A leadership expert says however that those seeking to bolster their chances of negotiating a better package in 2023, should completely change their approach. Instead of waiting until year-end, they should kick off an ongoing conversation from early in the year.
“Contrary to the belief that’s stuck around for most of our working lives, the time to have the promotion and salary increase conversation is not at the end of the year or at the end of salary cycle,” says Debbie Goodman, CEO at Jack Hammer Global, African executive search firm.
“To showcase your value to the organisation and embed the recognition of your positive contribution in the minds of the decision-makers, there needs to be an ongoing self-monitoring of your own achievements, performance, input and contributions throughout the year, and a strategic sharing of that information on an ongoing basis,” she says.
Art of negotiation
In her most recent On Work and Revolution podcast, The Art of Negotiating your Compensation Package, Goodman is in conversation with workplace performance expert Henna Pryor.
They note that questions arising around salary negotiations include: why negotiating salary packages is prickly and awkward (particularly for women), how to overcome the stigma of self-promotion, how to prepare for a salary review conversation, and which elements of a compensation package, besides salary, can be put on the table.

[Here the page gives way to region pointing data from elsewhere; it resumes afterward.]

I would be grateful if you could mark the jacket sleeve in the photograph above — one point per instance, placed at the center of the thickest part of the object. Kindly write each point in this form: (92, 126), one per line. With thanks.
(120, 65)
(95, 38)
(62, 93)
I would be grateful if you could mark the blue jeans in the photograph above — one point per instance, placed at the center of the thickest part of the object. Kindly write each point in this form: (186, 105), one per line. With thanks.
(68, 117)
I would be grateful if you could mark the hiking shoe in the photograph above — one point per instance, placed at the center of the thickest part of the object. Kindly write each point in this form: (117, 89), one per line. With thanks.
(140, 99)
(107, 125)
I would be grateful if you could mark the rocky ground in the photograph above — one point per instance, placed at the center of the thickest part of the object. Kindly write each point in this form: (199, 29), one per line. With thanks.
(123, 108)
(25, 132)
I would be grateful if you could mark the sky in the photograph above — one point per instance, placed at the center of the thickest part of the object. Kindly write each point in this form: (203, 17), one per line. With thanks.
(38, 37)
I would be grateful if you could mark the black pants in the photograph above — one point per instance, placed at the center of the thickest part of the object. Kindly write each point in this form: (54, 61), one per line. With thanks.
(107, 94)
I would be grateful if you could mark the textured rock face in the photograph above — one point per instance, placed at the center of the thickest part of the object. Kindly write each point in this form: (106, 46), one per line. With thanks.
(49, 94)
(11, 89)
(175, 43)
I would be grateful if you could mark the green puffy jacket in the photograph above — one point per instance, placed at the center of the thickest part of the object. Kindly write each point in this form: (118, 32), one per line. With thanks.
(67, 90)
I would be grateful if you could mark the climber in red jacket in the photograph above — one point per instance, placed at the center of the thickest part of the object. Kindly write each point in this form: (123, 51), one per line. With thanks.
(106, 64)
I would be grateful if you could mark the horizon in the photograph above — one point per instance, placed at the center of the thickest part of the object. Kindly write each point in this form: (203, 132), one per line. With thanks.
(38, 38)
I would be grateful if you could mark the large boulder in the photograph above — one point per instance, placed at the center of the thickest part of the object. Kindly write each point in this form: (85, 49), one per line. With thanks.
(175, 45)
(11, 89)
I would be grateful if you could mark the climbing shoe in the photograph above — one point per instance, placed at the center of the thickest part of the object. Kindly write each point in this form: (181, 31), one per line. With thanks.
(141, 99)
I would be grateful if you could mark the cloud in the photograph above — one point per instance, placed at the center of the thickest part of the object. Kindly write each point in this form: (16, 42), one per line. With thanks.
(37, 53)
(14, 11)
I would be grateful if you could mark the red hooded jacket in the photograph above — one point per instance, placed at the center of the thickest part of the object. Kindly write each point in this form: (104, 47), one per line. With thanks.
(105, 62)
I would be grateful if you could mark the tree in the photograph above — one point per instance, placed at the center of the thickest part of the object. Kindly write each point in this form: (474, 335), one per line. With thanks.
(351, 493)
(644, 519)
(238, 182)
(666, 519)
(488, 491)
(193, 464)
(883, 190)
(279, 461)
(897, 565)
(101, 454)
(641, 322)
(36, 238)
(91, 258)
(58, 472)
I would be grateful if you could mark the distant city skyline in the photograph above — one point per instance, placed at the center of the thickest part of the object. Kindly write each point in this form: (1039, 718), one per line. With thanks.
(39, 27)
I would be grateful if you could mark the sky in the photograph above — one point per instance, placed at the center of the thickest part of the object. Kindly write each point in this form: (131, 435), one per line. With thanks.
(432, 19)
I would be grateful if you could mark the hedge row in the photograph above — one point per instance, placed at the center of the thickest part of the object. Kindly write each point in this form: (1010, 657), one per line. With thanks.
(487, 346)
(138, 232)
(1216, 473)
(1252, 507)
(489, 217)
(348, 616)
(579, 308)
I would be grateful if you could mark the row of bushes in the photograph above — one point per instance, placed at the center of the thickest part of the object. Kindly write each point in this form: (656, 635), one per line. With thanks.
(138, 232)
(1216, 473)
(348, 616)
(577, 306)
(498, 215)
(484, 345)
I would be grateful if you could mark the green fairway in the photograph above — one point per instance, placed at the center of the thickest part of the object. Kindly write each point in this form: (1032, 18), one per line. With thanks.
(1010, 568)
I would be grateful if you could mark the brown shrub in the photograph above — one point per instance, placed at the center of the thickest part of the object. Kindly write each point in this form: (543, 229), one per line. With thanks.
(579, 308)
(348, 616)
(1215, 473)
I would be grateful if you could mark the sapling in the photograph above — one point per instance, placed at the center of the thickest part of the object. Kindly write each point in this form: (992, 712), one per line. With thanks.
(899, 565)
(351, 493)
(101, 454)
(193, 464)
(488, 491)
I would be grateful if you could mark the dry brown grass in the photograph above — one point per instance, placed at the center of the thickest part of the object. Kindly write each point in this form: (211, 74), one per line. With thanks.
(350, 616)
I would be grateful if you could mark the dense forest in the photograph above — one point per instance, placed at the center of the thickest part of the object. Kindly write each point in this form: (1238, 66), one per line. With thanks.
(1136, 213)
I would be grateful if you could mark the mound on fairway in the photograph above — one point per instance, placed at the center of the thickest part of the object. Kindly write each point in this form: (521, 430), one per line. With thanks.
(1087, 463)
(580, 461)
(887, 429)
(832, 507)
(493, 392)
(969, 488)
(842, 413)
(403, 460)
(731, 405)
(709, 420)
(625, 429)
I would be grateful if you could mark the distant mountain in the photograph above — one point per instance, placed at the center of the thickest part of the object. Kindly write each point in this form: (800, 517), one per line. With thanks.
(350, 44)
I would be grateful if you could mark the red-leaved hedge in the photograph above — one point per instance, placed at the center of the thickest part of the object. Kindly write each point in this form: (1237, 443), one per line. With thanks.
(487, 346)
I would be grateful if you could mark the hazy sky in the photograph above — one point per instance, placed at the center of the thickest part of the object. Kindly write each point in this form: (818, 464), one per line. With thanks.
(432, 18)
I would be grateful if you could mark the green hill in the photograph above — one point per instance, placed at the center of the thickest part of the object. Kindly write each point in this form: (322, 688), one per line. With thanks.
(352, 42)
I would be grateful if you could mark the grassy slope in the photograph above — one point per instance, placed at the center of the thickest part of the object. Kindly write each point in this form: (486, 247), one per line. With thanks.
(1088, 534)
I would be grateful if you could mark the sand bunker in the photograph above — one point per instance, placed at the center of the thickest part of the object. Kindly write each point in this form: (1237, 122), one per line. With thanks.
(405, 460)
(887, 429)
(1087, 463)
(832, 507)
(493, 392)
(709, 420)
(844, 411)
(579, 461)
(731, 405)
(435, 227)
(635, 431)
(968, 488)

“Keeping track of your contribution and achievements throughout the year isn’t just an important strategy in terms of negotiating the best possible package, but also an invaluable performance management tool so that you can be confident that you are indeed developing in your career,” says Goodman.

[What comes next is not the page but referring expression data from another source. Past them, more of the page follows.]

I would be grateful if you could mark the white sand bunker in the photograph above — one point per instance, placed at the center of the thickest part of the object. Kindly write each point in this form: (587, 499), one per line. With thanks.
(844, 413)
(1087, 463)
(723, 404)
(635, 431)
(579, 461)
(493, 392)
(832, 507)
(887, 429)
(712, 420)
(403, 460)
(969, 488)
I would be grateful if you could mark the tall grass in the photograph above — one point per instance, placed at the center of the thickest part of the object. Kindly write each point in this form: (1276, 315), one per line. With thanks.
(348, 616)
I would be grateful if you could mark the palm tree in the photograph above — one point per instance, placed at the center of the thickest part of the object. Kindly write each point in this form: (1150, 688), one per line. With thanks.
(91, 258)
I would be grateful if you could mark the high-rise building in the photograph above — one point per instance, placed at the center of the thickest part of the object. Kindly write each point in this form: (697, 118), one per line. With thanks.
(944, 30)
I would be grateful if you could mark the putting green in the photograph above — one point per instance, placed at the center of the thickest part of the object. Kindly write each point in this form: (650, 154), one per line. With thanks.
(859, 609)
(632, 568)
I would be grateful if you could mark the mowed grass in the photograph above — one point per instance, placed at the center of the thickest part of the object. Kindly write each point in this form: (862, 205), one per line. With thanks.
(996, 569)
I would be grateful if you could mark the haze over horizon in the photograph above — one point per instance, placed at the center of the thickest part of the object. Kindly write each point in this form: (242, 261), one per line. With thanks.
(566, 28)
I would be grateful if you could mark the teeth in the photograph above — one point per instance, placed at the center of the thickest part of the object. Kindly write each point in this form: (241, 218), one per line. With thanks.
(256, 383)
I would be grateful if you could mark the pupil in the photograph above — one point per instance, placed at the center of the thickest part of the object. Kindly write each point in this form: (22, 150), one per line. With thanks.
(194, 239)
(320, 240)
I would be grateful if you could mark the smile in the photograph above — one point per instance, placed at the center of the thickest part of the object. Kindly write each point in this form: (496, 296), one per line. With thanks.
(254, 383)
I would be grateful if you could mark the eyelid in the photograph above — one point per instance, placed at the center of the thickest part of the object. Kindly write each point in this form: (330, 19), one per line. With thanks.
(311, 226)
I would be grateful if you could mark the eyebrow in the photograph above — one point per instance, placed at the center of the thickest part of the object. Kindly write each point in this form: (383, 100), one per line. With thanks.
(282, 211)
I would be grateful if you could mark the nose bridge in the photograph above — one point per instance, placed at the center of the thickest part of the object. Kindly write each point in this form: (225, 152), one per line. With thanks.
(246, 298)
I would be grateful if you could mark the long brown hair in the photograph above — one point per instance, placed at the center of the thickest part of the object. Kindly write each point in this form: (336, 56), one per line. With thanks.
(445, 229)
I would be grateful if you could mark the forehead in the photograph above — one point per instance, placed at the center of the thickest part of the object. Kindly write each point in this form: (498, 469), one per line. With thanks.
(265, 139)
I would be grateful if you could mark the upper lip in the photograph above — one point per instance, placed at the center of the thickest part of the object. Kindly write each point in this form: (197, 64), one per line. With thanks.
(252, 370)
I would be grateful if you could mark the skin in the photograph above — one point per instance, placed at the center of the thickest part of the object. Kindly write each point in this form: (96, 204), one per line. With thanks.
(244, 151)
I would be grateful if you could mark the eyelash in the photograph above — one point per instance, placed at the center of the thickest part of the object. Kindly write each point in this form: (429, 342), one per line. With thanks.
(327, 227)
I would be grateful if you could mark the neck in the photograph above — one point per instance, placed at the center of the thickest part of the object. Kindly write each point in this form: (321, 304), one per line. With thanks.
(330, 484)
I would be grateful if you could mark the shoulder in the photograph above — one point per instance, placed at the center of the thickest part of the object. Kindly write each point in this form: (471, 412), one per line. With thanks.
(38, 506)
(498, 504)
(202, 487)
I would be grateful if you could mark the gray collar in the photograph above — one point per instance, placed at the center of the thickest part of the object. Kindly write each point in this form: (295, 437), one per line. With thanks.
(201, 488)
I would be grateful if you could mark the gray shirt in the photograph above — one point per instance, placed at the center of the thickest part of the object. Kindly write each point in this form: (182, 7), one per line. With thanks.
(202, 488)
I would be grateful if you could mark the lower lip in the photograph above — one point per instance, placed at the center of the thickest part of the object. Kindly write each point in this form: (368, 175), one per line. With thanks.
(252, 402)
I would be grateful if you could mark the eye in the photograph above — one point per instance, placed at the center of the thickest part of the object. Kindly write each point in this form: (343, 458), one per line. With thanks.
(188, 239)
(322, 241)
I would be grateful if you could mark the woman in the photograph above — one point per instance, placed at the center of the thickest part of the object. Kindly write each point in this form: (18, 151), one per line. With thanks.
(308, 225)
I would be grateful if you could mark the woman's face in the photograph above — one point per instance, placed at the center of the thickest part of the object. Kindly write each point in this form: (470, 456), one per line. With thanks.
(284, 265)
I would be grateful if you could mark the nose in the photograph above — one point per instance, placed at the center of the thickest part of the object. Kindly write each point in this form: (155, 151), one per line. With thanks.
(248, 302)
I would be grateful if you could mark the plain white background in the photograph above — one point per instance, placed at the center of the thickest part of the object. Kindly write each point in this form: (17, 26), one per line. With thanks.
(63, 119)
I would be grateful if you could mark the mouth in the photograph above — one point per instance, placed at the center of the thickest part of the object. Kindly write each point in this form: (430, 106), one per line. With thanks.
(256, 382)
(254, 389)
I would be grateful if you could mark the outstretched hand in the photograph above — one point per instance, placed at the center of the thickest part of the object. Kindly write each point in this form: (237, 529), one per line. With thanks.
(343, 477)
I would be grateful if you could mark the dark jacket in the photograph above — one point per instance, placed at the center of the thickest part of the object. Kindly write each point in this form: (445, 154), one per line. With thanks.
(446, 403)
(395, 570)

“While tracking your performance, you must also cultivate the skill of presenting your accomplishments in an appropriate manner, to the right people at the right time. That can be a delicate matter and the question of what is appropriate will be unique to each individual and the culture within the organisation. The key though, is to make a constant effort and not try and scramble through your long list of achievements within a limited amount of time when your performance review comes around.
"In fact, that ‘list’ should already have been well-communicated by the time the formal discussion arises, so that that opportunity becomes mostly a formality for sealing the deal.”
Goodman says employees must aim to have an informal performance discussion monthly, but at the very least quarterly.
“You must take the initiative to request a quick 15-minute review call, to ensure you and your manager are on the same page and agreed that you are on track with your KPIs and outputs. In that conversation, do an authentic benchmarking and review of where you are, as well as sharing areas where you outperformed and achieved over and above what is expected,” she says.
Goodman says putting one’s achievements out there on a consistent basis can be very challenging, especially for women, who still have this feeling that “bragging” or self-promotion is distasteful.
“But toning it down is not doing you any favours in the real world. Build this muscle to be able to share your contribution in a subtle yet clear and consistent way. It’s about finding the language and getting comfortable with sharing your accomplishments with the right stakeholders, to demonstrate your value.
“Something that can help to get this process going, is to not just promote yourself, but also others where appropriate. Finding the right tone is an art, but it can be done - and should be done - if you are going to be recognised and acknowledged for your work to the extent that you deserve to be.”